Because of safety concerns, researchers haven’t conducted many studies with children, whose development may be affected by drug treatments. However, the stakes are so high with fragile X and related disorders that it makes sense, even to families, to take some risks in hopes of a new treatment. Early childhood, when the brain is especially malleable, may be “the only time to see a large enough effect in a short enough time” to assess how well the drug is able to restore learning ability in the developing brain, Berry-Kravis says.

Last year, the drug company Novartis, which manufactures mavoglurant, agreed to provide the drug for tests in children if fragile X researchers could secure funding for the trial. Characteristically, Berry-Kravis took up the challenge, and spent months writing grants for the project.

Her efforts worked. In February, the National Institutes of Health approved the award to her program at Rush, and her collaborators, a $11.5 million grant through the NeuroNext network to study the effects of mavoglurant on learning in fragile X children ages three to six. (NeuroNEXT is an initiative by the National Institute of Neurological Disorders and Stroke to support exploratory trials in neurological conditions.)

In this study, which is expected to start recruiting patients in May of 2017, three to six year-old children with fragile X syndrome and developmental delays will receive either drug or placebo treatment, and all the children will receive a six-month intensive language learning intervention during treatment. The study will measure whether the children treated with the drug learn better than those on placebo.

Moving experiences

Berry-Kravis has been driven to push the envelope since her childhood in South Bend, Indiana. Her early inspiration to be a neurologist was reading about a boy with a brain tumor when she was in the seventh grade.

“I was fascinated by all the things they did to keep him alive,” she says. “It got me thinking about the brain, about how great it would be to understand how all that works.”

The daughter and granddaughter of University of Notre Dame faculty members, Berry-Kravis assured her family she would find a way to attend the then all-male school herself. Just in time, the university decided to admit women, and Berry-Kravis was a member of one of the first co-ed classes there.

She excelled in science, and went on to the University of Chicago via the NIH-funded Medical Scientist Training Program for elite prospective researchers, which allowed her to pursue a medical degree and a PhD in biochemistry in tandem. When Berry-Kravis moved to Rush in 1992, she brought her fragile X program with her, including her patients, stored cell cultures, samples and one experiment incubating in solution that she and her lab assistants moved across town in a truck, so she could get right to work on it as soon as she arrived.

Medicine with a personal touch

That she maintains that kind of drive and determination today is evident in her work treating NPC as well as her efforts for fragile X patients. Berry-Kravis has recently become a go-to clinician for NPC, a disease that is so rare it’s only found in about 500 people worldwide in a given year. She presently treats 17 children and young adults with the condition, which causes excess cholesterol and lipids to accumulate in the brain and other tissues because these lipids cannot be transported or metabolized properly within cells.
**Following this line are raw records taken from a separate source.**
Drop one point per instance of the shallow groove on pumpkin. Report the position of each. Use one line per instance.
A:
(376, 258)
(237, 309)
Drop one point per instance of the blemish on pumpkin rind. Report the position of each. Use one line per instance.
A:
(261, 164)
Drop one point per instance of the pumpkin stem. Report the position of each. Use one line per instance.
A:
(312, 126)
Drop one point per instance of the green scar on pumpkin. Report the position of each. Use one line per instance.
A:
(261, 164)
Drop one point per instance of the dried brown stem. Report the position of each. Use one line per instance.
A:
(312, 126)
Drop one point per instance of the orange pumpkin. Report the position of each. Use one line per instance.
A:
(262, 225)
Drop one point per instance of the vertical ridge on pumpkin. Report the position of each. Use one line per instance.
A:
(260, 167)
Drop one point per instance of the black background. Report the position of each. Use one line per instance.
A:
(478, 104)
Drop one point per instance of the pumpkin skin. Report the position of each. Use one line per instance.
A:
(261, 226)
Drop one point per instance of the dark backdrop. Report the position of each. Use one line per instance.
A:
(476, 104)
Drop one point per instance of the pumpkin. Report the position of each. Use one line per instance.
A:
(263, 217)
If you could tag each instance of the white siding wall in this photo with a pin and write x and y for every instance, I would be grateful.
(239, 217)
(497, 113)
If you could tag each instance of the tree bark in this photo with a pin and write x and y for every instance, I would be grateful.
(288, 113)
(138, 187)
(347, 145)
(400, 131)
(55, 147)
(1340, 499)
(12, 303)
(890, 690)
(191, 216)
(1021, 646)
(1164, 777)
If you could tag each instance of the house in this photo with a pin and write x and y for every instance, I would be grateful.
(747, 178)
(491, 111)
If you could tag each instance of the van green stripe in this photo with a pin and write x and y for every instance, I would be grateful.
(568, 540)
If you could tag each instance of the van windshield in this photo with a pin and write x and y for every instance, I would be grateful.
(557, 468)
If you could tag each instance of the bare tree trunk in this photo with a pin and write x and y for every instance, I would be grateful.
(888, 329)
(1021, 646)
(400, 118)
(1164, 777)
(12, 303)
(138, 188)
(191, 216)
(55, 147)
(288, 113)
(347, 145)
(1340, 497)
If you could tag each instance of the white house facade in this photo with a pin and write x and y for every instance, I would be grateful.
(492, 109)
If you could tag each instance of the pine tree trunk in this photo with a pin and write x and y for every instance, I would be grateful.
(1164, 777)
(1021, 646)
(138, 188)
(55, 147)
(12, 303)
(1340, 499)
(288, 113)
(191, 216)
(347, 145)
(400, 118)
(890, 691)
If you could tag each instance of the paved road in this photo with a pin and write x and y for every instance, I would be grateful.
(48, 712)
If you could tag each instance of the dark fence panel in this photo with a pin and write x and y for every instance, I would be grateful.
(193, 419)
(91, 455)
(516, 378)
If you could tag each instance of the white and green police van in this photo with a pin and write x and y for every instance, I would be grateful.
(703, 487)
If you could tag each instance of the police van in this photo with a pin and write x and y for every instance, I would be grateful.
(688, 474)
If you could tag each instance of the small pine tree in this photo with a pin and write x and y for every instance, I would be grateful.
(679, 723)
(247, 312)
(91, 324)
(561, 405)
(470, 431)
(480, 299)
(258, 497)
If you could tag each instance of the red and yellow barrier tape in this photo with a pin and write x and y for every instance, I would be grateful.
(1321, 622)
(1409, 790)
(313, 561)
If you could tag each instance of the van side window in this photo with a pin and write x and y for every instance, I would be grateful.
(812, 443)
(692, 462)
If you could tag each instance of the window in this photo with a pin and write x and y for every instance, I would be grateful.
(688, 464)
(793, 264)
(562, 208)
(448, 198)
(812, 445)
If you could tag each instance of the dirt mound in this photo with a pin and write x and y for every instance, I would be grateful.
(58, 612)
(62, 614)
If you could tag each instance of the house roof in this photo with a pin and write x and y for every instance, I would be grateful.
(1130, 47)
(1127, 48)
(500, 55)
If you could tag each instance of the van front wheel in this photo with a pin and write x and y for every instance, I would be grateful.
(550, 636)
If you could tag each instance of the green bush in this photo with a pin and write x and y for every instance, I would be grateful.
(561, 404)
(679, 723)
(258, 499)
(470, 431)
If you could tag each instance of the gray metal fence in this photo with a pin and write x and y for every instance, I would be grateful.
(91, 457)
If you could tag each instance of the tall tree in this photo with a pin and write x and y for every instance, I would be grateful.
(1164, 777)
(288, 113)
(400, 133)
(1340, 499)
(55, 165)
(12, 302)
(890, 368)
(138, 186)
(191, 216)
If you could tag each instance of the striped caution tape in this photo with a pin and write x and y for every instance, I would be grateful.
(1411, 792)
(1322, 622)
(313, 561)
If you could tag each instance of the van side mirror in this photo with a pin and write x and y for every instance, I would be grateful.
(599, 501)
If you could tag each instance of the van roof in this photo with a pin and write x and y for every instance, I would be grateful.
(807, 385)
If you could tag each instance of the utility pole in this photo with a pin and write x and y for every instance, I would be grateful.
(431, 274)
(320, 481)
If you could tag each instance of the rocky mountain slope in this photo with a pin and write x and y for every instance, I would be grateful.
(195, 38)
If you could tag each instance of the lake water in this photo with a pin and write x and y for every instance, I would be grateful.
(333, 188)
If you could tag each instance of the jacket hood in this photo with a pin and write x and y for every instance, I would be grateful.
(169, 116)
Every two weeks, Berry-Kravis injects the drug cyclodextrin into the spinal fluid of the six patients she’s treating through the compassionate trial. She even car pools to work with one family when they’re bringing their daughter to Rush for the treatment.   

Personally administering the drug is a time-consuming process, but Berry-Kravis says the treatment seems to be helping keep the disease’s devastation at bay. In addition to the compassionate use trial, she also has 11 patients enrolled in a phase II/III trial sponsored by the biotech company Vtesse that’s seeking evidence of drug effectiveness of cyclodextrin needed for FDA approval of the drug to treat NPC.

“I can’t say no to these people,” Berry-Kravis says. “I feel we’re all working on this together.”